Cheryl Fellores
Fears. We all have them. Fears come in different shapes and sizes, but they share something in common: their ability to paralyze us and take our focus off God. The little voice of fear we hear becomes louder than the gentle whisper of our loving Savior.
In August 2007, my biggest fear became a reality. My teenage son, Justin, moved back to Indiana to live with his father. The weeks leading up to his departure, I prayed my most heart-felt prayers for God to stop the madness. God’s response was “Do you trust Me?” My instant answer was “yes, but not enough to give up my son.” That began my journey of truly trusting Him. “Trust in the Lord with all your heart and lean not on your own understanding” (Proverbs 3:5).
“Do you trust Me?” Those four simple words rocked me to my core because I understood what it meant. I’d have to face my biggest fear in life: losing Justin. God didn’t stop the nightmare. Instead, He held me close as I gave up my son.
None of this surprised God. He had been preparing me when He prompted me months prior to get serious about quiet time with Him. During that quiet time, He taught me how to listen for His voice and to dig deeper into His Word. That was paramount to helping me through my dark days.

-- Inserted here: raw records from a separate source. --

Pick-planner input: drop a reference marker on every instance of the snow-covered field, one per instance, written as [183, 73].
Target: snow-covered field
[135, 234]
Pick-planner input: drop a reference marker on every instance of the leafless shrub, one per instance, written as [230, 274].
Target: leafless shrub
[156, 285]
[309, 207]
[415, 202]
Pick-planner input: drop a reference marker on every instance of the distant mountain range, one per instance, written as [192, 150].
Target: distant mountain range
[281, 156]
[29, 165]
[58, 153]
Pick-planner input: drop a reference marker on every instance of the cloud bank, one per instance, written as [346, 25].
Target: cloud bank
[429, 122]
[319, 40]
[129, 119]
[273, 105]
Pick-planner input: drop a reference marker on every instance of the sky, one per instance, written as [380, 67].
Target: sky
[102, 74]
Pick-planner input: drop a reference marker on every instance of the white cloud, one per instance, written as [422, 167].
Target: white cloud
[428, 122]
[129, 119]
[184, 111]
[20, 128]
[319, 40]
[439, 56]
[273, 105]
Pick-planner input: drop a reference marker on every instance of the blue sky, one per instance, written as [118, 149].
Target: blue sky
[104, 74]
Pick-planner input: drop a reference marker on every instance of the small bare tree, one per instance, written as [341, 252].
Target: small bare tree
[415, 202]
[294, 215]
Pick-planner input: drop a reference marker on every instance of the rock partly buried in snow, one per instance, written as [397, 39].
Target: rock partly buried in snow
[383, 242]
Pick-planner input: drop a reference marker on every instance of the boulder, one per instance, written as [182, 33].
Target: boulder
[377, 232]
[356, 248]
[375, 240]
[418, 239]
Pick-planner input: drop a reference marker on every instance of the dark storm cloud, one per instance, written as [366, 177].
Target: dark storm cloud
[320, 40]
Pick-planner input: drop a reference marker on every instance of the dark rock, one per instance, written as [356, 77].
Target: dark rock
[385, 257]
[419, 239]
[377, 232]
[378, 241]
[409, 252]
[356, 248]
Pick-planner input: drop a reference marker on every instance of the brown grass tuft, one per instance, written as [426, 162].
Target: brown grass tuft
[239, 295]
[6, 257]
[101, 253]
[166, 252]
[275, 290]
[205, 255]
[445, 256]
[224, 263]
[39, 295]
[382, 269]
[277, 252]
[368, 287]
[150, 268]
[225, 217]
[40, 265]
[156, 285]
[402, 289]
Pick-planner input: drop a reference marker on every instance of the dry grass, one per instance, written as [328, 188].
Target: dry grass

Over the next few months, I battled hopelessness and depression as I prayed for God to bring my baby back. His answer was “No.” God reminded me that Justin had become more important in my life than my relationship with Him, violating the first commandment of “You shall have no other gods before me” (Exodus 20:3). As I continued the learning process, God poured into me by surrounding me with women of faith. He also used Christian music to shift my focus from me to Him.
One morning, the light bulb came on while listening to Casting Crown’s “Praise You in This Storm.” Right then and there, I thanked God for my circumstances. “And we know that in all things God works for the good of those who love Him, who have been called according to His purpose” (Romans 8:28). God had a reason for this storm. He used it to help me completely rely on Him for peace. It was then that I accepted my situation. My heart was filled with gratitude right there in the middle of the biggest storm of my life. My thankfulness was no longer conditional upon Justin coming home. My faith had grown wings. I was soaring with God.
A few months after Justin’s move to Indiana, he came home for a visit. As he shared his desire to live with us again, I had to put my faith into action while fighting every urge in my body that wanted to take control to make it happen. No, this time, I was committed to doing it God’s way. Taking Justin to the airport was gut-wrenching, but I had to trust God, and this time I really did. As we waited, over and over I prayed “Your will, Your way in Your time – not mine.”
Then, it happened. On January 27, 2008, God rewarded my obedience and trust. Justin came home. This time, it was to stay.
In looking back, I realized something. There were a few prodigal experiences running simultaneously. Before this storm, Justin wanted very little to do with God. But now, he’s on fire for Jesus. I also ran back into Jesus’ arms, and that is where I will stay.
The memories of that experience are still painful, but it changed my heart as I learned to completely trust the Lord. God had a plan for this. He used it to transform Justin and our entire family, including me. This became part of our story. The story will be told as each of us reach out to the hurting to help them find hope in the Lord. “He comforts us in all our troubles, so that we can comfort those in any trouble with the comfort we ourselves receive from God” (2 Corinthians 1:4). God has led me to write a book and to share our story with Christian women’s groups. For Justin, God is calling him to become a youth pastor.
Do we ever learn when the experiences are easy? I rarely do, but I wish I had! This lesson stuck and has become my reference for every time the storms brew. I’ve learned that even though the storm clouds are rolling in, the sun still shines behind them. Our Lord shines even when we can’t see Him in the raging storms of life. He’s still there – just like the sun shining behind the storm clouds. “God has said, ‘Never will I leave you; never will I forsake you’” (Hebrews 13:5b). But, it’s not enough to just know that in our heads-we need to know it deep in our hearts.
God has a plan for each of us. He needs us to step up and engage in that plan. It brings meaning to our lives and to the pain we have suffered. We are called to help others to find Jesus in their storms of life.
“For I know the plans I have for you,” declares the Lord, “plans to prosper you and not to harm you, plans to give you hope and a future” (Jeremiah 29:11).
God’s promises aren’t just for those who lived many, many years ago. They are for you and me. We have a choice. Will we trust Him? Will we strain to hear His voice in the midst of our storms?
Speaker and writer Cheryl Fellores is passionate about helping others find Jesus. She and her husband Joey raise four children, ages 18 to 5, just outside of Charlotte, North Carolina. Cheryl actively volunteers with a number of organizations including the Cove Church and In His Steps dance ministry.
1 comments:
Cheryl,
This is such a beautiful testimony of God holding you close through the storm. And ultimately using it for His purposes. I just love how He does that!
This was beautifully written and I just know the Lord is going to use your words to bless, encourage and challenge others in their walks with Him.